If your baby has not turned by about 38 weeks, there is a procedure called breech version [or external version] which can be tried. This is done in the hospital with every precaution taken to assure the health of the mother and the baby.
You would have an IV started and be given a medication either in the muscle or in the IV to relax the muscles of the uterus. Under ultrasound observation, the baby is moved around by the doctor's hands on the outside of your abdomen. This can be uncomfortable but should not be painful. If the baby is going to be amenable to turning, it usually does so without a lot of difficulty. Occasionally, the baby is already wedged into the pelvis and the doctor will be unable to get the baby to turn at all.
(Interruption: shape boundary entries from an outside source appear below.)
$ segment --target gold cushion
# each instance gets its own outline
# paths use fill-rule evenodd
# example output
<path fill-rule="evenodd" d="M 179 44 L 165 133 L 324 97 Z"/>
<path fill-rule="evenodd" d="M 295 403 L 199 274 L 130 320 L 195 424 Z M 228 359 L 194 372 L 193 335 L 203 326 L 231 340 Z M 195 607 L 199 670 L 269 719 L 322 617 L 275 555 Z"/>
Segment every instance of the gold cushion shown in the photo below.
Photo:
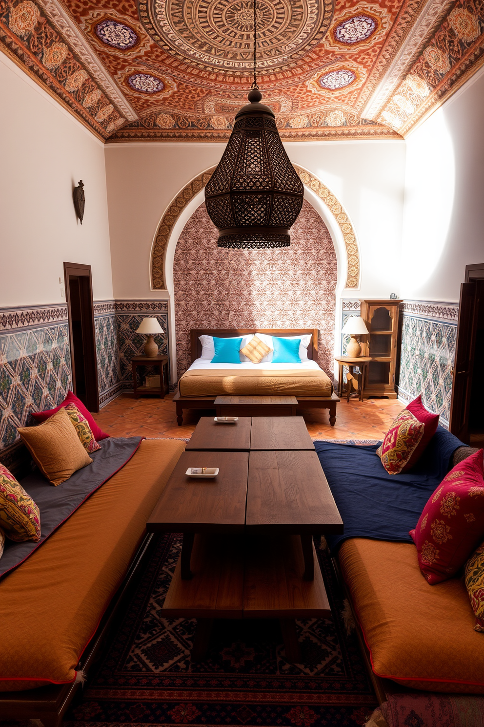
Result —
<path fill-rule="evenodd" d="M 257 336 L 254 336 L 249 342 L 240 349 L 240 353 L 247 356 L 253 364 L 260 364 L 264 356 L 272 349 Z"/>
<path fill-rule="evenodd" d="M 92 462 L 64 408 L 38 427 L 23 427 L 18 433 L 39 470 L 53 485 L 65 482 Z"/>
<path fill-rule="evenodd" d="M 84 449 L 88 452 L 95 452 L 100 449 L 100 446 L 94 439 L 94 435 L 92 433 L 89 422 L 75 404 L 67 404 L 64 409 L 69 414 L 69 419 L 74 425 L 74 429 L 77 432 L 78 437 Z"/>
<path fill-rule="evenodd" d="M 0 465 L 0 555 L 4 552 L 4 533 L 18 543 L 41 539 L 38 507 L 3 465 Z"/>

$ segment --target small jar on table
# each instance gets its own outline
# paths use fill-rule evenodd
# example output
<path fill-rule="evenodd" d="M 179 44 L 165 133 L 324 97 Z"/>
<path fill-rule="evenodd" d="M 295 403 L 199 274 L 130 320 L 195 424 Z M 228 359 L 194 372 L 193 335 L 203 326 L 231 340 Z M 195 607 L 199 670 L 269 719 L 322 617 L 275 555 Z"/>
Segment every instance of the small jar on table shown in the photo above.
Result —
<path fill-rule="evenodd" d="M 149 366 L 157 369 L 160 371 L 160 386 L 138 386 L 138 377 L 136 376 L 136 369 L 138 366 Z M 133 371 L 133 391 L 135 399 L 139 399 L 142 394 L 159 394 L 162 399 L 165 398 L 165 394 L 170 391 L 169 374 L 168 374 L 168 357 L 164 356 L 134 356 L 131 359 L 131 369 Z"/>
<path fill-rule="evenodd" d="M 360 401 L 363 401 L 363 389 L 364 386 L 365 377 L 368 375 L 368 364 L 371 358 L 366 356 L 335 356 L 335 361 L 338 364 L 338 396 L 343 396 L 346 393 L 346 401 L 350 401 L 350 396 L 353 390 L 353 379 L 358 381 L 358 390 L 356 393 L 359 396 Z M 351 375 L 350 379 L 346 382 L 346 390 L 344 390 L 344 369 L 347 366 Z M 358 369 L 356 371 L 355 369 Z"/>

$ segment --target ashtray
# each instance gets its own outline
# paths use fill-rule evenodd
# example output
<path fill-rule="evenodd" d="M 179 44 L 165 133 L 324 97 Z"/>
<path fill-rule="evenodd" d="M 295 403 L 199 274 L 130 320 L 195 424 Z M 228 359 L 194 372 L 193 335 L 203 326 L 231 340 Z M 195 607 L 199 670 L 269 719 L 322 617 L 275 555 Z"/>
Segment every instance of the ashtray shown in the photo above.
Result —
<path fill-rule="evenodd" d="M 218 467 L 189 467 L 185 473 L 189 477 L 216 477 L 218 474 Z"/>

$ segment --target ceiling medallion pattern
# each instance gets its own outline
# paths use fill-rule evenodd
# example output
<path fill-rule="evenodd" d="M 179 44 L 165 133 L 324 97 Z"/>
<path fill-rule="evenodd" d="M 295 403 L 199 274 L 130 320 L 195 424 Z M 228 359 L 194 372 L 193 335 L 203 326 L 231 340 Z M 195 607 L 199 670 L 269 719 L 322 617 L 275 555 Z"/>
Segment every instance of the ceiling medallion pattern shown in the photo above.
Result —
<path fill-rule="evenodd" d="M 340 23 L 335 28 L 333 36 L 339 43 L 354 45 L 372 36 L 377 29 L 377 21 L 371 15 L 353 15 Z"/>
<path fill-rule="evenodd" d="M 133 73 L 128 77 L 128 83 L 134 91 L 141 93 L 159 93 L 165 88 L 165 84 L 161 79 L 150 73 Z"/>
<path fill-rule="evenodd" d="M 110 19 L 98 23 L 96 35 L 106 45 L 120 50 L 128 50 L 138 42 L 138 36 L 132 28 Z"/>
<path fill-rule="evenodd" d="M 349 86 L 356 80 L 356 73 L 349 68 L 340 68 L 339 71 L 330 71 L 324 76 L 320 76 L 318 83 L 323 89 L 336 91 L 338 89 Z"/>
<path fill-rule="evenodd" d="M 149 35 L 167 52 L 205 70 L 250 76 L 253 0 L 139 0 Z M 291 68 L 324 38 L 331 12 L 323 0 L 259 0 L 258 67 Z"/>

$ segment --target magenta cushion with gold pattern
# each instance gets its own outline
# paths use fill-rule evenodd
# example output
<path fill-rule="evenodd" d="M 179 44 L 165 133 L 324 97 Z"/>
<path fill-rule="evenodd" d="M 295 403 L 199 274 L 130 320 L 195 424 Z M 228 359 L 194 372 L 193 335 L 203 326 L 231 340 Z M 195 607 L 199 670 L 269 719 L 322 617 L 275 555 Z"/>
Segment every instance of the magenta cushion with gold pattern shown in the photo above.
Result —
<path fill-rule="evenodd" d="M 484 539 L 483 450 L 451 470 L 410 531 L 431 585 L 451 578 Z"/>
Chances of getting the baby to turn and to stay there are about 50/50. The main risk in this procedure is cord entanglement, and that is the reason that everything is watched so carefully by ultrasound during the procedure. Should an emergency develop while the version is being attempted, an immediate cesarean delivery would be done.
Remember, even after a successful version, the baby can turn around again. There are no guarantees that once it has turned, that it will stay.
Vaginal deliveries of a breech presentation are not done too often these days. The main reason is that you have the largest part of the baby coming through the pelvis last. This can be a problem if the head or shoulders become entrapped. Because of the unique presentation, there is also an increased chance that the cord could be involved and the baby's blood and oxygen supply be diminished for a longer period of time than usual at delivery. For these reasons, it is generally felt that the safest way to deliver a breech baby is by cesarean delivery. While cesarean delivery does pose the same risks as any surgery, the risks to the baby are minimal and do not involve the unique problems that I mentioned that are very specific to breech births.
Good luck to you, Cortney -- I wish you and your baby a really good turn!